People may get hepatitis C from needles, through exposure to blood in the workplace, from unsterile equipment used for body piercing, tattoos or acupuncture, exposure to dental or medical practices with poor infection control practices or by sharing personal care items including toothbrushes, nail clippers, razors, scissors with infected people. Sharing drug paraphernalia such as needles, spoons, pipes, and straws contaminated with blood has also been associated with a risk. The risk of getting this virus from a blood transfusion is minimal but still exists. All donated blood is screened for the hepatitis C virus.
Hepatitis C has been transmitted between sex partners. It has also been transmitted, although rarely, among household members, possibly because of frequent physical contact with small cuts or skin rashes.
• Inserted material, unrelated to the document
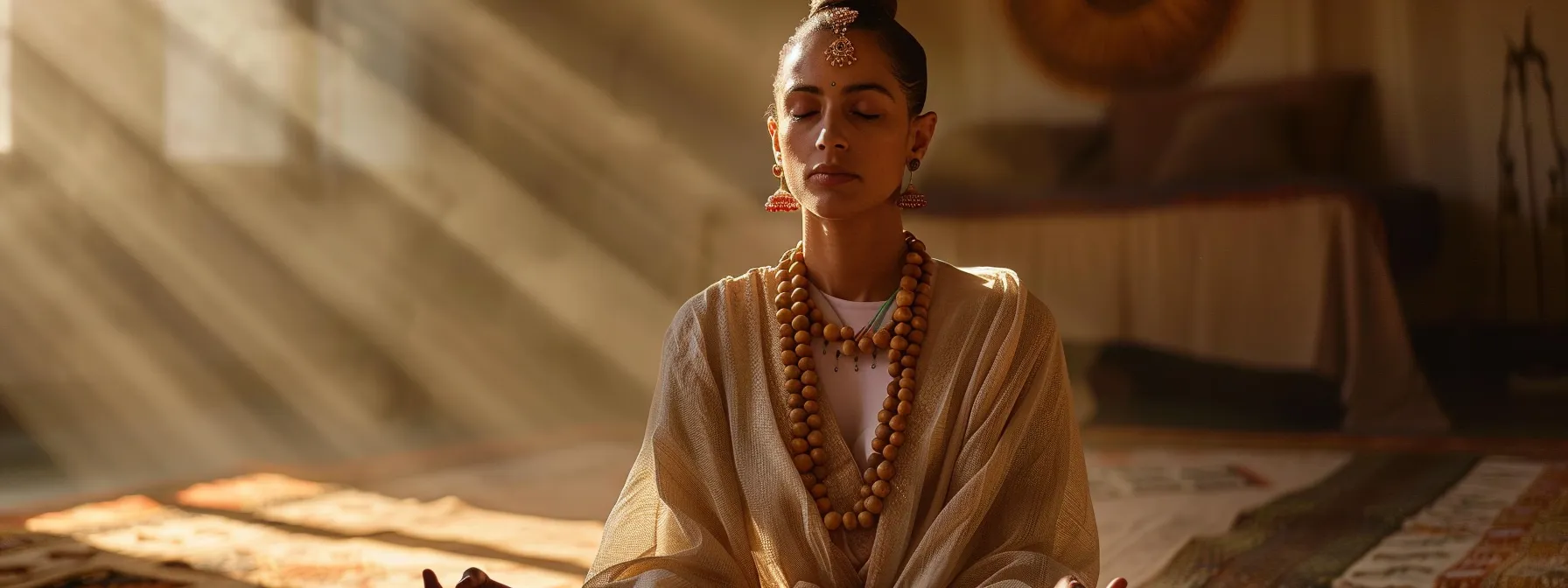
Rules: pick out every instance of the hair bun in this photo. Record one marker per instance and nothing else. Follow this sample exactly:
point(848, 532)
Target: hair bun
point(886, 7)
An infected mother can pass HCV to her child at birth.
There is no evidence that hepatitis C virus is spread by casual contact. Sneezing, coughing, kissing, and hugging do not pose the risk for hepatitis C. In addition, there is no evidence that hepatitis C virus is spread by food or water.
The hepatitis C virus can survive on surfaces outside the body for up to 3 weeks.
Between 2006 and 2015, the average rate of reported HCV infection in Canada was 32.2 per 100,000 people. The Public Health Agency of Canada also reports that up to 245,987 Canadians may be living with chronic hepatitis C virus (HCV) infection (2011), but that an estimated 44% are unaware of their infection.
When treatment is necessary, hepatitis C is generally treated with direct-acting antiviral drugs. Health Canada now considers hepatitis C to be a curable infection.
The risk of acquiring hepatitis C from the workplace depends on the amount of exposure to human blood or blood products and needlestick injuries. In general, occupational groups with increased risk include workers such as healthcare workers, dentists, and laboratory personnel who are repeatedly exposed to human blood and who are at risk of needlestick injuries.
There is currently no vaccine for hepatitis C. The risk of hepatitis C can be significantly reduced by implementing infection control guidelines suitable for the specific workplace.
Infection control precautions are the first line of defense to protect workers from hepatitis C and other blood-borne diseases. For this reason, the Public Health Agency of Canada recommends routine practices when there is a risk of exposure to blood or certain body fluids.